Mark Zuckerberg

The 32-years-old co-founder of Facebook has made two trips to India since Modi became the prime minister.

In October 2015, Zuckerberg met Modi in New Delhi and expressed his interest in working with the Indian government in areas like healthcare and education. He also offered to help in developing the Clean India mobile app. Modi and Zuckerberg had also discussed the possibilities of using social media to check terrorist activities.

At the time, Facebook was trying to push its free, limited internet service, Free Basics, in India. The topic also came up during Modi’s visit to the Silicon Valley where he was hosted at Facebook’s headquarters.

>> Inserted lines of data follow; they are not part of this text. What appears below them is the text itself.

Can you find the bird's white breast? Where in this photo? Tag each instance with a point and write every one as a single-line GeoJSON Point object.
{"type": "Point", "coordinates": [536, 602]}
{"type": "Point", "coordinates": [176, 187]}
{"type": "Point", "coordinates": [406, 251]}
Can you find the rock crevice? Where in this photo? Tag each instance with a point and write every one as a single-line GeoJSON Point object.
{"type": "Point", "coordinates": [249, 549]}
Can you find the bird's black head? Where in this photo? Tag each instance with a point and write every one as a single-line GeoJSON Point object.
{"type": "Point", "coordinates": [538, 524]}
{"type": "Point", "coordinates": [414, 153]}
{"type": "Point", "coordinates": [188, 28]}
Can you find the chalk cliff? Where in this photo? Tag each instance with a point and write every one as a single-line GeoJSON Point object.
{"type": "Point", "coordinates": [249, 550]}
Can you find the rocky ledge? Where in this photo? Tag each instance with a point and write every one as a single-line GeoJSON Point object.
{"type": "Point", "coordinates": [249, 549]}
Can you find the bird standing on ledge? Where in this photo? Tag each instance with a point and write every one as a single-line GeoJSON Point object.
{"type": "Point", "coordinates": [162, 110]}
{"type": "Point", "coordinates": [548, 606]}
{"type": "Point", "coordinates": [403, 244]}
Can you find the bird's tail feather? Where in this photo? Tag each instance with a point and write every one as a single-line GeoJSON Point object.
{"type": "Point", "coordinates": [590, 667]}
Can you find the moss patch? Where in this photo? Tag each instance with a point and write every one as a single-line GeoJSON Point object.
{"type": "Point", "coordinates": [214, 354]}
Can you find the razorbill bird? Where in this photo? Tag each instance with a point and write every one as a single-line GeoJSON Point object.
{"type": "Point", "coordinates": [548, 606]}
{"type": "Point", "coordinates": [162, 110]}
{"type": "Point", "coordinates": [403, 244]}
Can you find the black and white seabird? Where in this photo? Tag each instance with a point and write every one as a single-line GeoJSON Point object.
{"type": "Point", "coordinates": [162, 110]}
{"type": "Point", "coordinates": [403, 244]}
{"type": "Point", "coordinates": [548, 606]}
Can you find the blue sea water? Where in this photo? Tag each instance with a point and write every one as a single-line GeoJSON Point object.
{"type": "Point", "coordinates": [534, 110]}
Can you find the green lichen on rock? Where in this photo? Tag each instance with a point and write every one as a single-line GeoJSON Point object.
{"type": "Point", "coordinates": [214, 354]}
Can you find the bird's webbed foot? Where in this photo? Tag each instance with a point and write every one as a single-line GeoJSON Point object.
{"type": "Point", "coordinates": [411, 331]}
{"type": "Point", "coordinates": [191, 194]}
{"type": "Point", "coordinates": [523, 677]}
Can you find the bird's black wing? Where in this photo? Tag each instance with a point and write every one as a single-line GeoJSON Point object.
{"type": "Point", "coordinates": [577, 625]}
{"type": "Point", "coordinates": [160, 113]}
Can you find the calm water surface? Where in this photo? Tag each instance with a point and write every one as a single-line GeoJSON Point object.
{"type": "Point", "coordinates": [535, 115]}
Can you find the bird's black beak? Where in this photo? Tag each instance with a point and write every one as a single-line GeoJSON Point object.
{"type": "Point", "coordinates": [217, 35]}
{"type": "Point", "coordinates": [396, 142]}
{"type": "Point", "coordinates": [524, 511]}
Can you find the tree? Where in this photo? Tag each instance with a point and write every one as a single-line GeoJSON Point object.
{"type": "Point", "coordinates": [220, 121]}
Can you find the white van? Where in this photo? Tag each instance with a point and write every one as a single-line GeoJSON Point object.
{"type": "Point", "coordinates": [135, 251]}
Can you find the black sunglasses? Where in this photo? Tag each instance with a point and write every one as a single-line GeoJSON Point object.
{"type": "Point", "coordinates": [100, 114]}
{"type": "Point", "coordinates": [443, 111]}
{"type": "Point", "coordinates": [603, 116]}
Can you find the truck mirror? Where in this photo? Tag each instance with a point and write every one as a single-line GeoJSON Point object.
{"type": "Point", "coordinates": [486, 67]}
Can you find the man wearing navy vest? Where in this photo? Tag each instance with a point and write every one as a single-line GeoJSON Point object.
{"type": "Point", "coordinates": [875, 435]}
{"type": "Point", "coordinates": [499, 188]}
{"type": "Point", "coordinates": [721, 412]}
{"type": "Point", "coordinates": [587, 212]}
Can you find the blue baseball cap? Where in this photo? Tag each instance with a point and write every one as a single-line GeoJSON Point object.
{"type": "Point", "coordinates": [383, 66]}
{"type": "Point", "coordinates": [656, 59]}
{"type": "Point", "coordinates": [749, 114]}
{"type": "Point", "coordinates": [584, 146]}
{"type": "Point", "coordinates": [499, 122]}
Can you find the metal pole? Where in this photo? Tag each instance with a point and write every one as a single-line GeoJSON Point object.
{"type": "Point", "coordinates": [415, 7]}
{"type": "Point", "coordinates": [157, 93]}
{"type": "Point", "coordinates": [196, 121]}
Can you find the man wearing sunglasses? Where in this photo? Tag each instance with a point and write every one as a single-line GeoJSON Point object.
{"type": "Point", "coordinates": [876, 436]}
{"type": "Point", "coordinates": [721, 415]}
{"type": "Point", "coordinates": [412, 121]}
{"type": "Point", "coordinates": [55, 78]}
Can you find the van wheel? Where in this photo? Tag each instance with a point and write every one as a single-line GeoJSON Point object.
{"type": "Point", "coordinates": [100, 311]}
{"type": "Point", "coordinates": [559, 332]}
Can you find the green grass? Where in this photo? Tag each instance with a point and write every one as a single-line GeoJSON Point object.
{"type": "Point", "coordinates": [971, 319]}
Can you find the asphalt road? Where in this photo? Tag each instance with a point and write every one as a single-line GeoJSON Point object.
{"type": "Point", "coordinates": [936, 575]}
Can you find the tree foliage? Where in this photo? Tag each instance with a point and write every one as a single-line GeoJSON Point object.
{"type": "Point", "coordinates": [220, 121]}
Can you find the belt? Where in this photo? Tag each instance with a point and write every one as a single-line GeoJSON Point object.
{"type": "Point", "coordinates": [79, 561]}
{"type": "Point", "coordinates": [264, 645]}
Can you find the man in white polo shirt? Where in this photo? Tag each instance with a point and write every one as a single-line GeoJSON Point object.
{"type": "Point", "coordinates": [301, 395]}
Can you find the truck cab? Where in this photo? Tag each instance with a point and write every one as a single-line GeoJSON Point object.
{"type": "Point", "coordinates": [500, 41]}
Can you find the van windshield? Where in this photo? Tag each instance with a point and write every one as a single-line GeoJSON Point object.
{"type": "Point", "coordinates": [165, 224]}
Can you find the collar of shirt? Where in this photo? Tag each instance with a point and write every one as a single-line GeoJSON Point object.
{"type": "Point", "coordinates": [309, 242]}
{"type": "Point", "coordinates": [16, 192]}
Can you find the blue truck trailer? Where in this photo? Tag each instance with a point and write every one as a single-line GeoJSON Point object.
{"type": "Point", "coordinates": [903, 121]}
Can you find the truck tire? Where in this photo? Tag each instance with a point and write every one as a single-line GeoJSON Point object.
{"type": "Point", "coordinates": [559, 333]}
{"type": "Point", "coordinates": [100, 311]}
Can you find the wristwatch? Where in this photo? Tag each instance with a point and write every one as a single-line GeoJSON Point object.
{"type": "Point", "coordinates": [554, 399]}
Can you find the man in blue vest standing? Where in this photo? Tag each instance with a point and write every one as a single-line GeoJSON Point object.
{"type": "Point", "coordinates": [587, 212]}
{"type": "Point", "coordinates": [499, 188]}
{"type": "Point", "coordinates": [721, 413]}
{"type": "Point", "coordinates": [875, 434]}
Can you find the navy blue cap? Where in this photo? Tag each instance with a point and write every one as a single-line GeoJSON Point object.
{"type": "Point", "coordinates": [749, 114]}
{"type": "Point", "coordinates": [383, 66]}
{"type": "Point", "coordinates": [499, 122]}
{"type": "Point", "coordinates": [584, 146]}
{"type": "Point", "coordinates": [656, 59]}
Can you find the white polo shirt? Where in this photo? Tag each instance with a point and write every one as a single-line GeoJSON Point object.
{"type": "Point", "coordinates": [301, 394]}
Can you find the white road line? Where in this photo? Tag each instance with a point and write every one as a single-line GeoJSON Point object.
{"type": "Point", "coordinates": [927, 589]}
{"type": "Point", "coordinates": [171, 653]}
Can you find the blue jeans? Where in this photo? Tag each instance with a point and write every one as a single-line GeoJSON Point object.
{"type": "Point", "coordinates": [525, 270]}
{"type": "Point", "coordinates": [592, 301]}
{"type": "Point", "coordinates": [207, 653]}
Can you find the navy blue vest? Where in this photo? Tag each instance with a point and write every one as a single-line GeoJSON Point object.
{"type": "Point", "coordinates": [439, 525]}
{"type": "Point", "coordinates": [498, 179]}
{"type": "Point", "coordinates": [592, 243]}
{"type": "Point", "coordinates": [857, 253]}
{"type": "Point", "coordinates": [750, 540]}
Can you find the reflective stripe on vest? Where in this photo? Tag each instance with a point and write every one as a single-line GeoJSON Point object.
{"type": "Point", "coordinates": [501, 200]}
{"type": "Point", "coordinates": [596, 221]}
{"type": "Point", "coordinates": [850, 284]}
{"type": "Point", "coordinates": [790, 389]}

However, in February 2015, the Telecom Regulatory Authority of India ruled in favour of net neutrality and effectively killed Facebook’s Free Basics in the country.

Sundar Pichai

The Chennai-born CEO of Google met Modi in Silicon Valley in September 2015. Pichai had extended a welcome to the Indian prime minister in a two-minute video message ahead of Modi’s visit. In the video, Pichai said that India and the Valley shared a strong bond.

“There is tremendous excitement for your visit amongst all Googlers,” and the broader Indian community, he said.

Later that year, Pichai made his first official trip to India as the CEO of Google and visited Modi in Delhi.

India is of great interest to companies like Google because the country still has only 20% internet penetration and has more open internet policy as compared to China.

Jack Ma

Tech leaders from the US are not the only ones to have wooed Modi.

In May 2015, Jack Ma, the chairman of China’s Alibaba, had met with Modi in New Delhi.

Three months after Ma’s visit, Indian e-commerce major Snapdeal raised $500 million from investors including Alibaba Group Holding, Foxconn and SoftBank Corp. Alibaba has been looking to participate in India’s booming e-commerce space, and reports have said that the company is interested in having a direct presence in the country.

Masayoshi Son

In October 2014, Masayoshi Son, chairman and CEO of Japanese telecommunications giant SoftBank, visited Modi in India.

Softbank has aggressively ramped up its presence in India over the recent years and has ploughed in over $2 billion in the country so far. The group holds stakes in some of the leading Indian technology startups like Snapdeal, Ola, and OYO Rooms.